Kürt muhalefetine karşı yapılanlarda ise her
iki kesimin, hem sömürgeci-faşist Türk devletinin, hem
PKK’nın çıkarları çakışıyor.
Zaten PKK başlangıçta Kürt ulusal hareketine karşı
kullanılmak için örgütlendi ve kullanıldı da.
Bir dönem ipler Suriye’nin ve başkalarının
eline geçtiyse de Apo’nun yakalanmasıyla bu örgüt yeniden
Türk devletinin tam hizmetine girdi. Bu nedenle bu olayda
sadece PKK’yı suçlamak eksik olur; arka plandaki Türk
devletinin, yani asıl aktörün rolünü unutmamak gerekir.

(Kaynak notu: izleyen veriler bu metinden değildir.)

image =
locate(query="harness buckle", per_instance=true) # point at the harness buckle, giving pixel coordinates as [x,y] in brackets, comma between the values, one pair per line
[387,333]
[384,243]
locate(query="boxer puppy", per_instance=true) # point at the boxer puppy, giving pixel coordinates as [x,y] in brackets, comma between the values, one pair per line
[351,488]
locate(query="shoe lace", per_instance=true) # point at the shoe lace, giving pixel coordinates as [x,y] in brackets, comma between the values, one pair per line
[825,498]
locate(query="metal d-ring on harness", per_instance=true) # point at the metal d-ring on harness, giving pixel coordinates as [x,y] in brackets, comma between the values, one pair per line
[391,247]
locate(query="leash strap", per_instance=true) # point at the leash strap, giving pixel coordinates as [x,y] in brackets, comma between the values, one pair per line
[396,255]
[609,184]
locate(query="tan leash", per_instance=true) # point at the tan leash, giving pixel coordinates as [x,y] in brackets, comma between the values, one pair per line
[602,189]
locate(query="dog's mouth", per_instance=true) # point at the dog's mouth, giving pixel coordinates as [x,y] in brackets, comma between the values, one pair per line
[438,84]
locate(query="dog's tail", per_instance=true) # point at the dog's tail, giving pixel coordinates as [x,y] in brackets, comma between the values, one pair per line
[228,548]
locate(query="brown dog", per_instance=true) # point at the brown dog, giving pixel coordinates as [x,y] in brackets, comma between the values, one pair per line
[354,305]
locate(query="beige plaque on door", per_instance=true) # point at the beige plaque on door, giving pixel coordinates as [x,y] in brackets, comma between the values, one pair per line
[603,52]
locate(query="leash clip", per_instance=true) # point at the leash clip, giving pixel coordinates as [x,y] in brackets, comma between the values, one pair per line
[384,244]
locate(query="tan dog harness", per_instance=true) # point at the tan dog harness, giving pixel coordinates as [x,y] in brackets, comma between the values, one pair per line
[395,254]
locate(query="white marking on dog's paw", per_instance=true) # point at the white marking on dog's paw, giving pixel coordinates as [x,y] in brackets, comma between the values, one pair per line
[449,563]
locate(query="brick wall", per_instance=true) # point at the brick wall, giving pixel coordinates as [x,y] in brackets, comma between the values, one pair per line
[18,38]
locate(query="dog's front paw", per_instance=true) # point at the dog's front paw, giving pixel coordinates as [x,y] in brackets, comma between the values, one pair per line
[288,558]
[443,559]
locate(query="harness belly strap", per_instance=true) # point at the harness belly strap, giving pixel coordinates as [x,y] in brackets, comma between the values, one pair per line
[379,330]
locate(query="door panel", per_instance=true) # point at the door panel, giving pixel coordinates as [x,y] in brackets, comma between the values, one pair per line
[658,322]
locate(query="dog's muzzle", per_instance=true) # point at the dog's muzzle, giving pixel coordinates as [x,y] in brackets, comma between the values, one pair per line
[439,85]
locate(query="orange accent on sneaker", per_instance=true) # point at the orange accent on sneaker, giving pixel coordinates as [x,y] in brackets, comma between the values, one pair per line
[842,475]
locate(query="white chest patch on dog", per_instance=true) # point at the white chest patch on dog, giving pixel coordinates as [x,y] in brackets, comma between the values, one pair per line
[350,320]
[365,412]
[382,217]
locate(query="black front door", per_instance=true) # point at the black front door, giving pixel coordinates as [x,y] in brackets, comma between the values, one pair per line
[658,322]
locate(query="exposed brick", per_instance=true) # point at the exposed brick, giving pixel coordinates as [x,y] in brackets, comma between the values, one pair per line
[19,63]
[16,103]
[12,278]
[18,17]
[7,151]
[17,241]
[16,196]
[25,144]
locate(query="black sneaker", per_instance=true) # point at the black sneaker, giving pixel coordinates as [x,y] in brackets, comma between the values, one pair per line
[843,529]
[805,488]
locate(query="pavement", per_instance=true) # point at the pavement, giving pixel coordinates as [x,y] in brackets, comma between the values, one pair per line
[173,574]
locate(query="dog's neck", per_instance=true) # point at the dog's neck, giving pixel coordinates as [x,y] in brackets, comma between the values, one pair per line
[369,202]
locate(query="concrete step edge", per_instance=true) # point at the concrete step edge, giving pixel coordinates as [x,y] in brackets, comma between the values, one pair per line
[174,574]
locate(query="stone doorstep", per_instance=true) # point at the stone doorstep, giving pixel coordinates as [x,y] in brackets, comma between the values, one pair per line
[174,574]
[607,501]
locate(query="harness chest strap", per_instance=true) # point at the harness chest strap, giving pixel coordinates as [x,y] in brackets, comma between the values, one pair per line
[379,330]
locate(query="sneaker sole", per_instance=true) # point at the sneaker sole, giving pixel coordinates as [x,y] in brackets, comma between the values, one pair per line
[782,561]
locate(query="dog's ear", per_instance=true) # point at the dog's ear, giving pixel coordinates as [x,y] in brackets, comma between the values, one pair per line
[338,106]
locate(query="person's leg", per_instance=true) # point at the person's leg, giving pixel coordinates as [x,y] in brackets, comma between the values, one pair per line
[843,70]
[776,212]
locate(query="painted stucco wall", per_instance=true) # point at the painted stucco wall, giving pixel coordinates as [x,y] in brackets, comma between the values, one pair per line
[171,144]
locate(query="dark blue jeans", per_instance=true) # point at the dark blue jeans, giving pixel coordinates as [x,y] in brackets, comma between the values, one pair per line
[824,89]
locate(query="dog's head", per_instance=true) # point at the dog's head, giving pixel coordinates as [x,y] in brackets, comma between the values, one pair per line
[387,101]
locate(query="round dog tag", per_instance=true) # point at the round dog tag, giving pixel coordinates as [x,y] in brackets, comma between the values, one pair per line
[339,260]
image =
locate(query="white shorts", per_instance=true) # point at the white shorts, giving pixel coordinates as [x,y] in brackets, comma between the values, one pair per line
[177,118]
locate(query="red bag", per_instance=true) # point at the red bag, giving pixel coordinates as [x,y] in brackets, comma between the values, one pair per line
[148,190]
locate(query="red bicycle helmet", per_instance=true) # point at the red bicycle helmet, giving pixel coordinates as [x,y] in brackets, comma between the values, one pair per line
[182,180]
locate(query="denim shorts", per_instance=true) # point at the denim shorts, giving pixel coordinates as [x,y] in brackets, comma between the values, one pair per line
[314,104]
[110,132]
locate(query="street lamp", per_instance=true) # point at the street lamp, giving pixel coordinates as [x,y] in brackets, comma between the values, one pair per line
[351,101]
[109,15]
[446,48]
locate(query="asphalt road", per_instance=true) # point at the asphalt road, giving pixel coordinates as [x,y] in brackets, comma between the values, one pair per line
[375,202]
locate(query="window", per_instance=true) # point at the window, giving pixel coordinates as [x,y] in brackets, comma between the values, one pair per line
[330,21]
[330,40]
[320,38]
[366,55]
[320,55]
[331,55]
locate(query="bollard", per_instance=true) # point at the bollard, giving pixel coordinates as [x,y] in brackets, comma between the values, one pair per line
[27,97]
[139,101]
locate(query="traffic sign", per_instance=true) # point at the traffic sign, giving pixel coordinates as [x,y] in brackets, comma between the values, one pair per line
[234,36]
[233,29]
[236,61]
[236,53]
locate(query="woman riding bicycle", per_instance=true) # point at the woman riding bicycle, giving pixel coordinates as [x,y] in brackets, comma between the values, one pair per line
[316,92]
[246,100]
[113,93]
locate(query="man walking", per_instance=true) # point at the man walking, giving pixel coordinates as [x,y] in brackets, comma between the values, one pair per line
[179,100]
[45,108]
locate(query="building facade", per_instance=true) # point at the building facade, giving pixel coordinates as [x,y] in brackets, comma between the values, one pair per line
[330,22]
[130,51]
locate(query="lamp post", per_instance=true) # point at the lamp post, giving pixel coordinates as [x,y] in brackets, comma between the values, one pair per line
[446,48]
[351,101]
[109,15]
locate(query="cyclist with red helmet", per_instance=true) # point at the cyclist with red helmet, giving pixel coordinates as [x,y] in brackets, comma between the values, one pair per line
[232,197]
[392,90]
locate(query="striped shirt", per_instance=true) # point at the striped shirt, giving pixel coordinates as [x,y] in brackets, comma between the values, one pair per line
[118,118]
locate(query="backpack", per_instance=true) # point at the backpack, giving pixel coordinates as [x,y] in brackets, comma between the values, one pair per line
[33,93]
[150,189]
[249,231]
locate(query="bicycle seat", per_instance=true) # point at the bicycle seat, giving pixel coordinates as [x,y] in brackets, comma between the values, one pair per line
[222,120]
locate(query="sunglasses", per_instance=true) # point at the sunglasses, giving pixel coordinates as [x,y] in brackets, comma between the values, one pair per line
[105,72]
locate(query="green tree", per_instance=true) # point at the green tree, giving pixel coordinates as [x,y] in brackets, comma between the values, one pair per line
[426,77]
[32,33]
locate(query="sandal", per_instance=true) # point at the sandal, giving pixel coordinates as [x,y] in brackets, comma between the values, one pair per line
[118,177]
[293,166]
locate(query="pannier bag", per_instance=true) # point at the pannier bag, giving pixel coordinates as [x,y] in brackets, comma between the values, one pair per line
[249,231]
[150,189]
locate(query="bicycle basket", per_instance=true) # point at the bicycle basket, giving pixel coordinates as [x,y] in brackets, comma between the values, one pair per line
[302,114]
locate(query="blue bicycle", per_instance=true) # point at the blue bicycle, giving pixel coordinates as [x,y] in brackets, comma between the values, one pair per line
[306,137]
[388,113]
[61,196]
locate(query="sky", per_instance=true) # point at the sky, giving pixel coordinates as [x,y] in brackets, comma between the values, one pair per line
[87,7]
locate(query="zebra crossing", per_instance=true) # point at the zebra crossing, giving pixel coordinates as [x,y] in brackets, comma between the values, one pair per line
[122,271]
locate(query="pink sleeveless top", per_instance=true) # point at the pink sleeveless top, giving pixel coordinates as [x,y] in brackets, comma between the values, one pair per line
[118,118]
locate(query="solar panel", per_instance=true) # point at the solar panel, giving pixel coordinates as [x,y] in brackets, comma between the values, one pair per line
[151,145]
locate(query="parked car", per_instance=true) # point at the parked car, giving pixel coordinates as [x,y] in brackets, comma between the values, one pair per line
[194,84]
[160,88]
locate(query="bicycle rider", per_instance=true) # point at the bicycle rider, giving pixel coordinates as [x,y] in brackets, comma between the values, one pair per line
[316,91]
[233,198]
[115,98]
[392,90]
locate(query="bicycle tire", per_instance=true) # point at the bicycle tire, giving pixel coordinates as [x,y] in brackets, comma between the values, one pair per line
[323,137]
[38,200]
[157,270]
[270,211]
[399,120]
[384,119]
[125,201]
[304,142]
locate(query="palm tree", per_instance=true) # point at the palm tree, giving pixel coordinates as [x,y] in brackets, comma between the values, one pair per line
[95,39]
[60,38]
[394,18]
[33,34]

PKK’nın ilk dönemde olduğu gibi, son yıllardaki
eylem ve cinayetlerinin de Türk devletinin planları doğrultusunda
hayata geçtiğini görüp anlamayanlar pek saf olmalı.
Kuşku olmasın ki bu cinayetler de rejimin onayını
almıştır. Hatta, rejimin İmralı yoluyla
PKK politika ve eylemlerine tümüyle kumanda ettiği bir
ortamda, onun onayı olmadan tüm bunlar olmazdı..
Kani Yılmaz’ın ölümünün ardından ortaya çıkan
bazı gelişmeler oldukça ilginçtir. Gazete haberlerine
göre DTP’nin eşbaşkanları Ahmet Türk ve Aysel
Tuğluk’a, onların yanı sıra eski DEP milletvekillerine,
yani Leyla Zana ve arkadaşlarına tehdit mektupları
ve içinde dokuz milimetrelik tabanca kurşunu olan zarflar
gönderilmiş.. Bunu kim göndermiş olabilir? İlk
akla gelen, Kani Yılmaz olayının yarattığı
tepkiler nedeniyle bunu, onun taraftarlarının, özellikle
de PDW’nin göndermiş olabileceği.. Bence tehdit
mektupları ile kamuoyuna tam da bu mesaj verilmek isteniyor.
Ancak, kimin gönderdiği açıklanmadıysa da ben
tehdit edenin PWD olacağını sanmıyorum.
Aklıma, doğal olarak Türk derin devleti geliyor.
Bir dönem Maraş´ta camiye bomba atıp, Malatya’da
Hamido’nun adresine bombalı paket gönderip Alevilere
ve solculara yükleyen ve kitleleri kışkırtan
derin devlet... Böylece yarın başka cinayetler işlenebilir
ve Kürt hareketi hızlanan bir kör dövüşü içine sokulabilir.
Nitekim aynı günlerde basına başka bilgiler
de yansıdı. Hükümete yakın ve kulağı
delik bir köşe yazarı, şu günlerde “Özel” adını
taşıyan bir devlet birimi (Özel Harp Dairesi, yani
Kontrgerilla olacak) mensuplarının yeni eylem hazırlıkları
içinde olduklarını ve bu amaçla Anadolu’ya dağılıp
eylemlerde kullanılacak isimler tespit ettiklerini söyledi.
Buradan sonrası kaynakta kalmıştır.